La déclaration de Washington : un nouvel épisode pour la dissuasion élargie américaine en Corée du Sud ?
Observatoire de la dissuasion n°109
Emmanuelle Maitre,
Antoine Bondaz,
juin 2023
Le 26 avril 2023, le Président Biden et le Président Yoon ont présenté la Déclaration de Washington, un texte qui réaffirme la dissuasion élargie américaine au profit de la Corée du Sud. Ainsi, les États-Unis soulignent que « toute attaque nucléaire par la Corée du Nord contre la Corée du Sud sera contrée par une réponse rapide, puissante et décisive [swift, overwhelming and decisive response] ». La Corée du Sud rappelle de son côté son attachement à son statut d’État non doté d’armes nucléaires du TNP. Plus spécifiquement, le texte indique la création d’un nouveau forum de concertation sur les questions nucléaires, intitulé le Nuclear Consultative Group (NCG), qui a pour vocation de « renforcer la dissuasion élargie, discuter de planification nucléaire et stratégique, et gérer la menace au régime de non-prolifération posée par la Corée du Nord ». Il est également prévu une meilleure intégration des forces conventionnelles sud-coréennes aux exercices nucléaires américains et la réalisation de simulations conjointes de gestion de crises nucléaires sur la péninsule. Washington indique que ses capacités stratégiques seront plus fréquemment déployées en Corée du Sud, bombardiers mais également SNLE, ce qui n’était pas le cas précédemment
La publication de cette déclaration n’est pas étonnante dans un contexte marqué par la montée en puissance du débat sud-coréen sur l’opportunité de se retirer du TNP et de se doter de son propre programme d’armes nucléaires
Ainsi, Yoon Suk-yeol lui-même a appelé le sommet « une extension sans précédent et un renforcement de la stratégie de dissuasion intégrée », et a noté que cette déclaration devrait « soulager les inquiétudes des Sud-Coréens liées aux armes nucléaires nord-coréennes »

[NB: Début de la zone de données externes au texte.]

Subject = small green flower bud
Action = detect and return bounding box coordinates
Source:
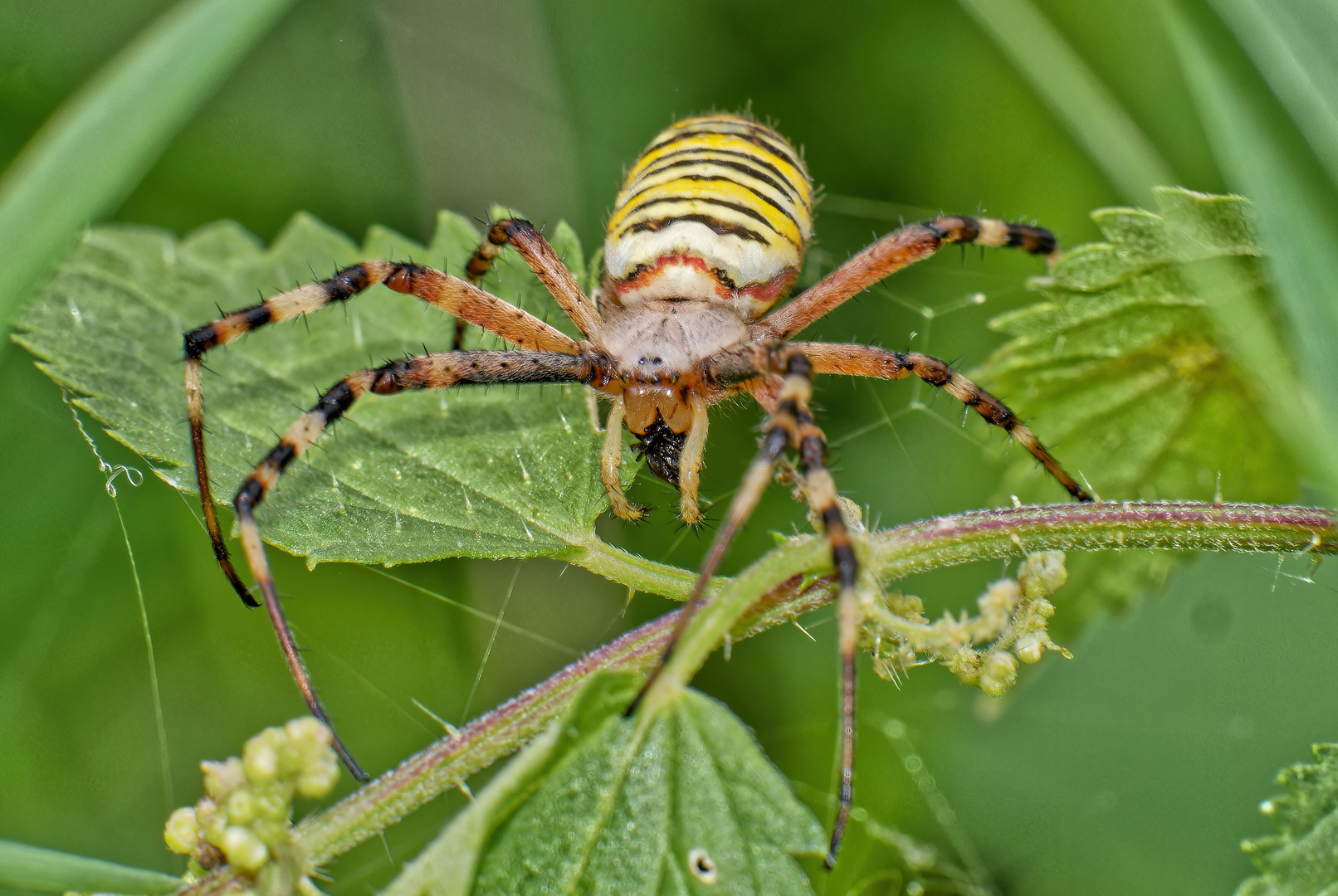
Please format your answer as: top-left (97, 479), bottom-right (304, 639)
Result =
top-left (251, 786), bottom-right (293, 821)
top-left (1013, 631), bottom-right (1045, 664)
top-left (225, 787), bottom-right (258, 824)
top-left (979, 650), bottom-right (1017, 697)
top-left (1017, 551), bottom-right (1069, 601)
top-left (242, 729), bottom-right (278, 784)
top-left (947, 647), bottom-right (982, 684)
top-left (164, 806), bottom-right (201, 856)
top-left (199, 756), bottom-right (247, 804)
top-left (222, 825), bottom-right (269, 872)
top-left (195, 797), bottom-right (227, 848)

Sans surprise pour autant, la Déclaration de Washington a suscité un certain nombre de critiques. Tout d’abord, du point de vue du parti d’opposition sud-coréen, le parti démocrate (PD), il est noté que la déclaration ne procure pas de garanties supplémentaires par rapport aux engagements pris lors du Sommet Moon-Biden en 2021. Les dirigeants du parti accusent l’administration Yoon de se montrer trop servile vis-à-vis des États-Unis, et de ne pas défendre les intérêts nationaux du pays. Le PD utilise plusieurs épisodes impopulaires, comme le rapprochement souhaité par Yoon Suk-yeol avec le Japon, des révélations sur des écoutes américaines ou encore l’incapacité sud-coréenne à faire prévaloir plusieurs intérêts économiques face à Washington, pour dénoncer les « humiliations » liées à la politique préconisée par le PPP
Du côté des experts qui défendent l’option nucléaire nationale, la Déclaration a principalement suscité de la déception. En particulier, un édito remarqué du quotidien conservateur Chosung Ilbo note que le mécanisme mis en place est très différent du partage nucléaire de l’OTAN, puisqu’il n’inclut pas le déploiement d’armes nucléaires en Corée du Sud. Il signale que les « documents signés » et les « promesses » américaines ne résolvent pas le doute fondamental sur la volonté américaine de mettre en péril son propre territoire pour protéger Séoul, doute partagé par une majorité de Coréens et qui représente selon le chroniqueur une opinion « réaliste et de bon sens ». Le journal s’indigne du fait que la Corée du Sud ait rappelé ses engagements au titre du TNP, estimant qu’alors que « la Corée du Nord menace de nous attaquer avec des armes nucléaires presque tous les jours, il est difficile pour un État souverain d’abandonner explicitement ses moyens de défendre son peuple sans conserver une forme d’ambiguïté ». Il accuse Washington d’être « plus concerné par les développements nucléaires en Corée du Sud que par la neutralisation du programme nucléaire nord-coréen », et estime qu’in fine, Séoul ne doit pas oublier « que son ultime protecteur est elle-même »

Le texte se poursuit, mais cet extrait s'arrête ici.